Ana SayfaMüzikDünden bugüne müzik dehası Ahmet Ertegün

Dünden bugüne müzik dehası Ahmet Ertegün

The Rolling Stones, Ray Charles, Aretha Franklin ve daha nicesi… Bu efsane isimleri müzik dünyasına kazandıran Ahmet Ertegün’ün bugün aramızdan ayrılışının 16. yılı.

Müzik dünyasında üretimde bulunan herkes için geçerli tek bir şey varsa, o da hepsinin çocukluk dönemlerinden itibaren müziğe dair duydukları büyük tutku oluyor. Bu öyle bir tutku ki hiçbir sınır tanımıyor, en cesaretsiz kişiye bile hayallerinin peşinden gitmesi konusunda cesaret veriyor. Tabii ki hayat, hedefe giden o yolları her zaman dümdüz asfalt bir yol olarak bizlere sunmuyor, bazen çakıl taşları, bazense koca dağlar karşımıza çıkabiliyor. Burada önemli olan tek şey pes etmemek. İşte tam da bu noktada hayat hikayeleri ve başarılarıyla ilham kaynağı olan, tarihe adını yazdırmış isimler devreye giriyor. Söz konusu müzik dünyası olduğunda ise ünü ülkemiz sınırlarını aşan müzik yapımcısı Ahmet Ertegün‘ü bu konuda ilk sıraya koysak hiç de abartmış olmayız.

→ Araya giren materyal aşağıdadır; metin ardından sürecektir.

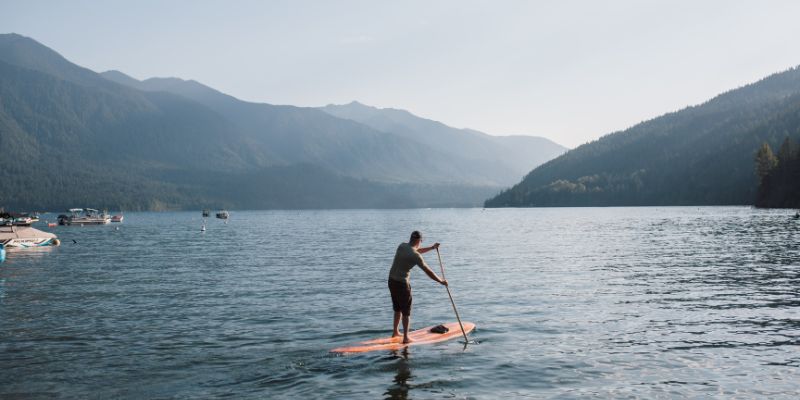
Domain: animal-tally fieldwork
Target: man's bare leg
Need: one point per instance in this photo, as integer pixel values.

Şöyle bir düşünsenize, Ray Charles‘ı keşfedip müzik dünyasına kazandırıyor, The Rolling Stones, Eric Clapton, Aretha Franklin ve Led Zeppelin gibi isimlerin prodüktörlüğünü yapıyor, hatta işten öte onlarla yakın bir dostluk kuruyor.

Peki Ahmet Ertegün‘ün babası diplomat olmasa ve Washington’a büyükelçi olarak atanmasa yine de bir müzik imparatorluğu kurabilir miydi, tabii ki bunu bilemeyiz ama işin içinde o bahsettiğimiz büyük tutku olduktan sonra gerçekleşmeyecek hiçbir şeyin olmayacağına da inanıyoruz.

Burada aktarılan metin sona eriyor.